Abstract:Graph contrastive learning (GCL) has become a hot topic in the field of graph representation learning. In contrast to traditional supervised learning relying on a large number of labels, GCL exploits augmentation strategies to generate multiple views and positive/negative pairs, both of which greatly influence the performance. Unfortunately, commonly used random augmentations may disturb the underlying semantics of graphs.
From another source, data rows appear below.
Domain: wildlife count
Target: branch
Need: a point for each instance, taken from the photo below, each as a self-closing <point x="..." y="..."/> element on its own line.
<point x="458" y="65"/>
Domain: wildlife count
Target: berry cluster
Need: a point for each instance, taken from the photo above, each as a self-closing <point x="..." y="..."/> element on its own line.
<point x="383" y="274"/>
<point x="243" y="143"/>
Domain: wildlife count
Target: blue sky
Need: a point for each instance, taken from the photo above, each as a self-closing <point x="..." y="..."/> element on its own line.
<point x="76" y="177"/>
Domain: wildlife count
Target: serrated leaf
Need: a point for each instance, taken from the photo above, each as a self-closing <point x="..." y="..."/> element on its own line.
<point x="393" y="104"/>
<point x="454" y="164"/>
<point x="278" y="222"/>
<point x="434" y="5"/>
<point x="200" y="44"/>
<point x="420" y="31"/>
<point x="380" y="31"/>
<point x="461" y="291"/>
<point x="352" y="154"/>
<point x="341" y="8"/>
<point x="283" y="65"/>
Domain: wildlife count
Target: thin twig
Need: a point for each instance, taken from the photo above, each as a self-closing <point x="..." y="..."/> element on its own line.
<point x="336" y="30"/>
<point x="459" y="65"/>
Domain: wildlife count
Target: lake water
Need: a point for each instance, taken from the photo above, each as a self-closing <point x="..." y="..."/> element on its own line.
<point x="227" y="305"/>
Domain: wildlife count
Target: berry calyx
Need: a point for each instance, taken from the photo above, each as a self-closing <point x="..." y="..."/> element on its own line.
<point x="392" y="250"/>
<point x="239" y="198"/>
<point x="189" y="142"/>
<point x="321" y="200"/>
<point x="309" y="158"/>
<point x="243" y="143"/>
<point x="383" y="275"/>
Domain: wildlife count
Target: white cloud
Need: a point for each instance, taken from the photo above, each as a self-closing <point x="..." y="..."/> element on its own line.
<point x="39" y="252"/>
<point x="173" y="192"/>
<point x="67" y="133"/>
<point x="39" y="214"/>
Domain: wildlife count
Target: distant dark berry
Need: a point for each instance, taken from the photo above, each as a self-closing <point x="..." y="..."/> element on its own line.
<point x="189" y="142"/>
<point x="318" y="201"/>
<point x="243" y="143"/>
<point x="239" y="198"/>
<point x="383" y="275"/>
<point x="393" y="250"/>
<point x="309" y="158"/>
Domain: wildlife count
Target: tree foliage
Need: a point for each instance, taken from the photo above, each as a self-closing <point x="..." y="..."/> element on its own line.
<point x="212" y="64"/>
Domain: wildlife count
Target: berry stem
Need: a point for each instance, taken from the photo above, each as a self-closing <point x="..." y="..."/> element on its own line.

Moreover, traditional GNNs, a type of widely employed encoders in GCL, are inevitably confronted with over-smoothing and over-squashing problems. To address these issues, we propose GNN-Transformer Cooperative Architecture for Trustworthy Graph Contrastive Learning (GTCA), which inherits the advantages of both GNN and Transformer, incorporating graph topology to obtain comprehensive graph representations. Theoretical analysis verifies the trustworthiness of the proposed method. Extensive experiments on benchmark datasets demonstrate state-of-the-art empirical performance.